SEGD

Business logic for getting and extracting Stack Exchange information.

This package contains code that contains business logic rather than code that is reasonably generic. Code that could reasonably be it’s own PyPI package is stored in the Helpers package. The benefits for this approach are described in the Helpers section.

This code also doesn’t include any Coroutines, this is as coroutines have a very different design to normal code. Keeping them separate should help reduced confusion, this is as you can enter either package with one design mentality and not have to change their thought process at random points in the package.

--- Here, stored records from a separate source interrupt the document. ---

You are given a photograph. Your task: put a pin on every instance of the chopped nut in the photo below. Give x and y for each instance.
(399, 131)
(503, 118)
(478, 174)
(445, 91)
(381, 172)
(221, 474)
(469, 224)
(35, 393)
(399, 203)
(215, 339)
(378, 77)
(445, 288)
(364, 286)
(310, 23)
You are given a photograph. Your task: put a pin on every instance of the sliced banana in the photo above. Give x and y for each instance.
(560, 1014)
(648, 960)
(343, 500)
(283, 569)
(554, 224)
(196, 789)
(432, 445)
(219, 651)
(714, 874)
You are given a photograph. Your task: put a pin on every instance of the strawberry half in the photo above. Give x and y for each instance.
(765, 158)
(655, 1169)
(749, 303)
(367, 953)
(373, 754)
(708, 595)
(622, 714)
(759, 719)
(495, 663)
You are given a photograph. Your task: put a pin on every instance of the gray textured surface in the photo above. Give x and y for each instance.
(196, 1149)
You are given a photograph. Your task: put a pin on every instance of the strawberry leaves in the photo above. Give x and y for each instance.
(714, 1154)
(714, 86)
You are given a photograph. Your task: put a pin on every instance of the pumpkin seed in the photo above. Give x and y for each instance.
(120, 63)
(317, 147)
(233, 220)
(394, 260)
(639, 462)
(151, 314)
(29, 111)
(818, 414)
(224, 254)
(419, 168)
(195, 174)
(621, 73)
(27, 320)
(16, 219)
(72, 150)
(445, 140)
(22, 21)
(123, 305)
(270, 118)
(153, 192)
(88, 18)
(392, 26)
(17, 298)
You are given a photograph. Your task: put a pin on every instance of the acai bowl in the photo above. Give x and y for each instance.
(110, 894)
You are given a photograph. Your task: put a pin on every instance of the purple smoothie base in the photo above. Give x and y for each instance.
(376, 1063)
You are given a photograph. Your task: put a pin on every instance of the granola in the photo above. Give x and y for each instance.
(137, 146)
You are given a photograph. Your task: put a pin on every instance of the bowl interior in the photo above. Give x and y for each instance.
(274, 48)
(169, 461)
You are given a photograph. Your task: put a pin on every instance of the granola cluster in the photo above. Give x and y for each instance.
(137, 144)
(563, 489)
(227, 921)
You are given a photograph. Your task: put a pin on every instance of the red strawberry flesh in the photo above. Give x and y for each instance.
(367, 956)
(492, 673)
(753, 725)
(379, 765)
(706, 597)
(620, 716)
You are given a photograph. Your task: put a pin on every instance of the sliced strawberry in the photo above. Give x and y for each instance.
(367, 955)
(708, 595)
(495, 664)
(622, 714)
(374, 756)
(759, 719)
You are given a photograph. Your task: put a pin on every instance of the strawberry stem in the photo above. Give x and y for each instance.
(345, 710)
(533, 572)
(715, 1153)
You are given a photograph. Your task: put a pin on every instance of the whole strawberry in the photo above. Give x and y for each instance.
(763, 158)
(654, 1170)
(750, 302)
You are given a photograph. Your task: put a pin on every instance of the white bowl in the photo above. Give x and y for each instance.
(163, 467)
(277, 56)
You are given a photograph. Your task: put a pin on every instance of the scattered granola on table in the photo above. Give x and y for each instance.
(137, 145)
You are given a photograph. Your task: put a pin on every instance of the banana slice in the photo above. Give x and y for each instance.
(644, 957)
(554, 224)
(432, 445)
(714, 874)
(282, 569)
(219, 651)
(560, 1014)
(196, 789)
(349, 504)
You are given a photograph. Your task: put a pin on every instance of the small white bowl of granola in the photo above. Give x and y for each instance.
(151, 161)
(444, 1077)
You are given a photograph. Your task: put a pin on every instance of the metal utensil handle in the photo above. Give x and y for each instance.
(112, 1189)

An example of the difference is stack_exchange_graph_data.segd.cache which utilizes stack_exchange_graph_data.helpers.cache. The latter exposes a simple reusable interface, where the former uses that interface to build the bespoke endpoints for SEGD.

Cache

SEGD cache endpoints.

class stack_exchange_graph_data.segd.cache.Cache(cache_dir: pathlib.Path, archive: str)

SEGD Cache object.

site_archive(site: stack_exchange_graph_data.segd.site_info.SiteInfo) → stack_exchange_graph_data.helpers.cache.FileCache

Endpoint for the site’s 7z archive.

Parameters

site – The site info object of the wanted archive.

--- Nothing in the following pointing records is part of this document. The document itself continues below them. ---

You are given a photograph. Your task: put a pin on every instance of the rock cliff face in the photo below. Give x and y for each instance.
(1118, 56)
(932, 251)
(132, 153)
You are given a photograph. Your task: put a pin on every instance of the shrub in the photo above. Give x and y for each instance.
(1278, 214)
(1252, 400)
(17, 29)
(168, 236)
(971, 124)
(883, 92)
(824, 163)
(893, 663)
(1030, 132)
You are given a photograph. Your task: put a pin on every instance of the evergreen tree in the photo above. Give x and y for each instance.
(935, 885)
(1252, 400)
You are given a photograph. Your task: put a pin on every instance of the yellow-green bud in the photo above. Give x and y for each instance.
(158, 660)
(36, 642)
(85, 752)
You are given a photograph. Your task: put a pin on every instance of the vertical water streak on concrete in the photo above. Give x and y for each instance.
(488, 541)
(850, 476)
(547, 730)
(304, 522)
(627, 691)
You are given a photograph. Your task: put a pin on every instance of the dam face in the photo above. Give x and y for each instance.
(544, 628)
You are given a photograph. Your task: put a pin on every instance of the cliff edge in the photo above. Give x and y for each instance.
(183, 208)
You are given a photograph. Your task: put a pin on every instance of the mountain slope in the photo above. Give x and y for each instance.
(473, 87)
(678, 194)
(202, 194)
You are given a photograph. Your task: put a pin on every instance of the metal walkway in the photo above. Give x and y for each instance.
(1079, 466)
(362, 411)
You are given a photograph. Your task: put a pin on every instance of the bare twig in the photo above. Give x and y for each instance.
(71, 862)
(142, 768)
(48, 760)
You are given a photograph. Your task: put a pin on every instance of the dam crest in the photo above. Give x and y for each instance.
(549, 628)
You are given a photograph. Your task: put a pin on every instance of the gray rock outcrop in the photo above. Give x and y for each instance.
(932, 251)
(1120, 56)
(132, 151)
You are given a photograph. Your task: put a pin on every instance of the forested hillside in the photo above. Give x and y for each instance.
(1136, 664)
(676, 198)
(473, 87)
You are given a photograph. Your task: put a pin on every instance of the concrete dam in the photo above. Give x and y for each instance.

site_file(site: stack_exchange_graph_data.segd.site_info.SiteInfo, file_path: str) → stack_exchange_graph_data.helpers.cache.Archive7zCache

Endpoint for the site’s unarchived data.

These are files such as Comments.xml or Posts.xml. These contain the actual data from the Stack Exchange data dump.

Parameters
  • site – The site info object of the wanted data dump data.

  • file_path – The unarchived file wanted - Comments.xml.

property sites

Endpoint for the Sites.xml file.

This contains metadata about all sites. This allows us to use a short hand name to get the required site domain. It also allows us to easily see if the site requested even exists.

File System

Holds the driving segments of the program.

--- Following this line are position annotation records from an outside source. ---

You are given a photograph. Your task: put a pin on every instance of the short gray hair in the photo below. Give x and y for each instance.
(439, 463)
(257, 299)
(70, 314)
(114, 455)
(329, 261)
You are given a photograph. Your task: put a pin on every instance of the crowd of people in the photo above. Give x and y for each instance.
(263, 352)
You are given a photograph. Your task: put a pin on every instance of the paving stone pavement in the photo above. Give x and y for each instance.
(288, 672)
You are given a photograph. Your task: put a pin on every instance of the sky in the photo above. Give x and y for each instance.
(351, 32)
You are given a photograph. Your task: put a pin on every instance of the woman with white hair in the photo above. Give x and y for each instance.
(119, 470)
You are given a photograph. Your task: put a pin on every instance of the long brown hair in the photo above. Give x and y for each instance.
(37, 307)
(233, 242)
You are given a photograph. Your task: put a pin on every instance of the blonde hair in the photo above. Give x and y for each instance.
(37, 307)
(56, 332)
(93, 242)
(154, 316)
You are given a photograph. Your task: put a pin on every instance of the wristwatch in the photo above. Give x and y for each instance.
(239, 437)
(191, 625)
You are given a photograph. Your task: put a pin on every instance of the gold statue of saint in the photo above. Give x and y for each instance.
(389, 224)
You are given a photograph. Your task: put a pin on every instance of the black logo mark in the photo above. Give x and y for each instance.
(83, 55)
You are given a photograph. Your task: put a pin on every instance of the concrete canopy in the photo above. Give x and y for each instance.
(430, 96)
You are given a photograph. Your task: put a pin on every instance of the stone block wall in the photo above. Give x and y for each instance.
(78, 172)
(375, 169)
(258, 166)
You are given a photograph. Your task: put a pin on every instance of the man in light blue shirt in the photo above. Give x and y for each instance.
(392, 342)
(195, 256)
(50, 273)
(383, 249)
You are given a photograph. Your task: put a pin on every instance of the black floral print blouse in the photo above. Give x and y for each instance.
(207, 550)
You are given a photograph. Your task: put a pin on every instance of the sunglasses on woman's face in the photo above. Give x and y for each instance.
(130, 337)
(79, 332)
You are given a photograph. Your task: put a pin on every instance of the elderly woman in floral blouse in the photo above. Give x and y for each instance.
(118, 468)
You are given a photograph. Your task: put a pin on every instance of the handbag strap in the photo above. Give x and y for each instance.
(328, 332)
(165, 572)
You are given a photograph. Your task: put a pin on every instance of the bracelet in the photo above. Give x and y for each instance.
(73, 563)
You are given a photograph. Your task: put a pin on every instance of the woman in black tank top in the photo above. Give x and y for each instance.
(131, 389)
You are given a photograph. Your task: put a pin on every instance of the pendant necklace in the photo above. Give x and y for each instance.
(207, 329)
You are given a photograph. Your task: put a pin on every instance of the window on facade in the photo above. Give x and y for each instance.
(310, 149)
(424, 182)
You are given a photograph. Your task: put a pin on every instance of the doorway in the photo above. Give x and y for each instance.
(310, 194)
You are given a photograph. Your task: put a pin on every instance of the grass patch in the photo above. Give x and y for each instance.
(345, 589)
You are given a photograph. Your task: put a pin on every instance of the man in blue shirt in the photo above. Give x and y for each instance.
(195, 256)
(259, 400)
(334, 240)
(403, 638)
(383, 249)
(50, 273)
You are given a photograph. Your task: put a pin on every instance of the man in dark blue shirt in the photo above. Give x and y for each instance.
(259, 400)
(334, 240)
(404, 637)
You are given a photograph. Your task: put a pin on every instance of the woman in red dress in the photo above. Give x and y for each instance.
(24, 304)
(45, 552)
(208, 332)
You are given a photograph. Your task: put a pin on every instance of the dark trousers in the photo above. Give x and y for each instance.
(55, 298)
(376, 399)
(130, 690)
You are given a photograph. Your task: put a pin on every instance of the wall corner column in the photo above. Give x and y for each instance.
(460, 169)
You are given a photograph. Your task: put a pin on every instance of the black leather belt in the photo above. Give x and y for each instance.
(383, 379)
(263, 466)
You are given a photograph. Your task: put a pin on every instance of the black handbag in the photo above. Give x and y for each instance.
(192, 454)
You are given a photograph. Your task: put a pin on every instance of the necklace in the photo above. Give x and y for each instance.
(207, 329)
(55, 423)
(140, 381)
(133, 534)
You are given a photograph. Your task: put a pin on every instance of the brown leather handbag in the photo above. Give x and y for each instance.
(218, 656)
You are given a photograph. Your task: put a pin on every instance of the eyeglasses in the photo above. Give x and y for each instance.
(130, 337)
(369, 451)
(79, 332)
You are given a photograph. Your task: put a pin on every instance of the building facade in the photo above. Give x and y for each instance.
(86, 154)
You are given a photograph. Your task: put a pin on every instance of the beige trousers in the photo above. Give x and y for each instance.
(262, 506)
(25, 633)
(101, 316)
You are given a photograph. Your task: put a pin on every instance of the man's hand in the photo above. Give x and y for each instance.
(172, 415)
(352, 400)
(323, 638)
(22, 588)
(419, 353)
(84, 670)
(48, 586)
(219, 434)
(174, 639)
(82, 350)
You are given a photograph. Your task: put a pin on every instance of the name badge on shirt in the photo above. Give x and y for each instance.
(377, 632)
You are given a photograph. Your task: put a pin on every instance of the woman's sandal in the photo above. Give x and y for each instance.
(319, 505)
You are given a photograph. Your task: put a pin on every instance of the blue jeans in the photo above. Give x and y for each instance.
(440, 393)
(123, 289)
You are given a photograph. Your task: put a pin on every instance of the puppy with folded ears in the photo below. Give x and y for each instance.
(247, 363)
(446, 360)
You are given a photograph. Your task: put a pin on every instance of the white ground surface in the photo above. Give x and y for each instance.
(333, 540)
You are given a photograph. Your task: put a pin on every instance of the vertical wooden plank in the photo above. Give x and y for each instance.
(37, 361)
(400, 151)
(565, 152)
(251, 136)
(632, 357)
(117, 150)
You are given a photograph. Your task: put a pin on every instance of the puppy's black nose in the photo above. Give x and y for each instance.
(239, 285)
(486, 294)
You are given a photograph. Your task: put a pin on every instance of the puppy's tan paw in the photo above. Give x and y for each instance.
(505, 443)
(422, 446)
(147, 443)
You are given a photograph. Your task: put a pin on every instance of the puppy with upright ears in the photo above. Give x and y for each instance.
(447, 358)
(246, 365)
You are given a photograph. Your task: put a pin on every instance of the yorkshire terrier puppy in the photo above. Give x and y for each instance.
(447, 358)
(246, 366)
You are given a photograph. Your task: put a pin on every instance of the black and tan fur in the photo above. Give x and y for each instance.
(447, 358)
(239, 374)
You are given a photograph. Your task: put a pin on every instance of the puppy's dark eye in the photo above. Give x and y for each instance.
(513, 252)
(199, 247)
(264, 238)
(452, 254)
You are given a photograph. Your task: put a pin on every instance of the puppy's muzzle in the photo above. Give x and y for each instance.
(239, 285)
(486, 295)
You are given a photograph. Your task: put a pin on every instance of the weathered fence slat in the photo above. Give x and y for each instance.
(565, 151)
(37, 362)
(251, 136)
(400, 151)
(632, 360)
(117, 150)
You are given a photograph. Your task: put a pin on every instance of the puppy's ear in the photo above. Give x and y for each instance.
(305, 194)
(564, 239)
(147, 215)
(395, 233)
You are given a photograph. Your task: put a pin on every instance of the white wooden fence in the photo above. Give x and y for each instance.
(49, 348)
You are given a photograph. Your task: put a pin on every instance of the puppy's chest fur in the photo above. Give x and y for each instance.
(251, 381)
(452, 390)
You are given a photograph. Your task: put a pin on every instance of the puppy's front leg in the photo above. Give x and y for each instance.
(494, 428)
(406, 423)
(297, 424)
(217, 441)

class stack_exchange_graph_data.segd.file_system.FileSystem(segd_cache: stack_exchange_graph_data.segd.cache.Cache)

File System interactions.

_get_site_info(site_name: str, use_cache: bool) → Any

Filter sites to just the wanted site.

Parameters
  • site_name – Name of site to get data for.

  • use_cache – Set to false to force redownload of data.

Returns

Raw site data.

get_site_archive(site: stack_exchange_graph_data.segd.site_info.SiteInfo, use_cache: bool = True) → pathlib.Path

Ensure the site’s 7z archive is in cache.

Parameters
  • site – The site info object of the wanted archive.

  • use_cache – Set to false to force redownload of data.

Returns

The location of the cached 7z archive.

get_site_file(site: stack_exchange_graph_data.segd.site_info.SiteInfo, file_path: str, use_cache: bool = True) → pathlib.Path

Get a data file from the site’s data dump.

Parameters
  • site – The site info object of the wanted data dump.

  • use_cache – Set to false to force redownload of data.

Returns

The location fo the cached data dump file.

get_site_info(site_name: str, use_cache: bool = True) → stack_exchange_graph_data.segd.site_info.SiteInfo

Get site information for the provided site.

Parameters
  • site_name – Name of site to get data for.

  • use_cache – Set to false to force redownload of data.

Returns

Object containing site information.

get_sites(use_cache: bool = True) → IO[bytes]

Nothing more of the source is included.